Aufbau und Test des Kanalmodells

Da viele Anforderungen für Kommunika­tionsstandards mathematischer Natur sind, eignen sich MATLAB und Simulink besonders gut zum Aufbau einer ausführbaren Spezifikation. Weil aber auch die Erzeugung eines Simulink-Modells eine Übersetzung des WiMAX-Standards darstellt, müssen wir sehr sorgfältig vorgehen.

In Abschnitt 8.8.3. sind praktischer­weise Testfälle aufgeführt, die zum schrittweisen Aufbau eines Modells genutzt werden können. Die Kanalkodierung des WiMAX-Standards besteht aus fünf Schritten: Zufällige Anordnung der Daten (Randomisierung), Forward Error Correction (FEC), Verschachtelung (Interleaving), Modulation und Erzeugung der OFDM-Symbole.

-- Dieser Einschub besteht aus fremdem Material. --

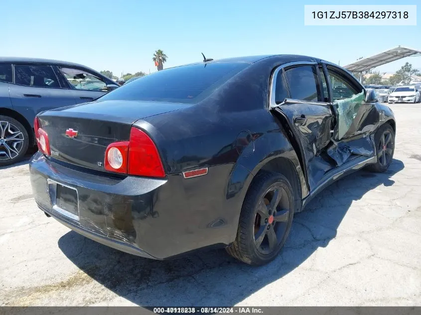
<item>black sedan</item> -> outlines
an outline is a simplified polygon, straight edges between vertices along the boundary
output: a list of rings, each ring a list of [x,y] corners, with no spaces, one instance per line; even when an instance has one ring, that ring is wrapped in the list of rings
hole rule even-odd
[[[255,265],[323,188],[386,171],[396,131],[346,70],[290,55],[158,71],[34,125],[30,178],[47,216],[144,257],[223,247]]]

Wir beginnen mit einem Gerüst aus leeren Subsystemen (Abb. 1) und bauen den Sender Block für Block auf, wobei wir mit Hilfe der Daten aus dem Standard jeden Block testen, bevor wir weitermachen. Der Eingabevektor für den ersten WiMAX-Testfall ist 35 Bytes lang und in Hex-Notation angegeben. Mit der MATLAB-Funktion sscanf lässt er sich leicht als Zeilenvektor darstellen:

winmax_fig1_w.jpg
Abb. 1: Das Grundgerüst für den WiMAX-Sender. Zum Vergrößern auf das Bild klicken.
input_data =
sscanf([‘45 29 C4 79 AD 0F 55 28 AD ‘...
‘87 B5 76 1A 9C 80 50 45 1B ‘...
‘9F D9 2A 88 95 EB AE B5 2E ‘...
‘03 4F 09 14 69 58 0A 5D’],’%x’);

Dieser Zeilenvektor liefert die Quelldaten, mit denen wir unser Modell während des schrittweisen Aufbaus testen. Die anderen Testvektoren importieren wir mit der gleichen Methode nach MATLAB.

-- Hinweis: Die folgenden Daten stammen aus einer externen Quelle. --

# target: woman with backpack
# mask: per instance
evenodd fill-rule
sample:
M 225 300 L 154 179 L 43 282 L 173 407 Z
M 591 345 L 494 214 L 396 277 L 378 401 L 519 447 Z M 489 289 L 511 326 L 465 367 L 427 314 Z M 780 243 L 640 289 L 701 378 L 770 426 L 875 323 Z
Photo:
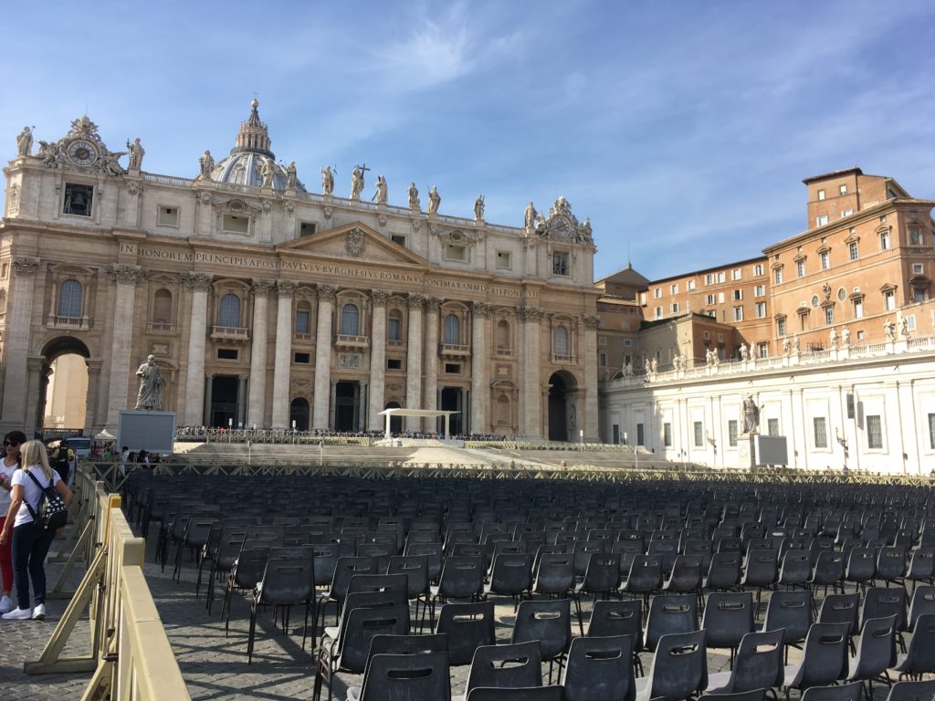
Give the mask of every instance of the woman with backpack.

Beim Aufbau jedes einzelnen Blocks und der Simulation des Gesamtmodells vergleichen wir die erhaltenen Ausgaben mit den zugehörigen Testvektoren. Obwohl das sehr einfach erscheint, stoßen wir an zwei Stellen auf Probleme. Wenn wir diese nicht lösen, arbeitet der Sender später nicht mit anderen Systemen zusammen.

Der erste Problempunkt taucht bei der Implementierung des Reed-Solomon- (RS-) Encoders auf. Der Standard legt fest, dass der RS-Encoder mit Hilfe verschiedener Verkürzungs- und Punktierungs-Methoden „von einem systematischen RS(N=255, K=239, T=8)-Code abgeleitet wird”, um die verschiedenen Raten erzeugen zu können. Der erste Testfall verlangt einen RS(40,36,2)-Code.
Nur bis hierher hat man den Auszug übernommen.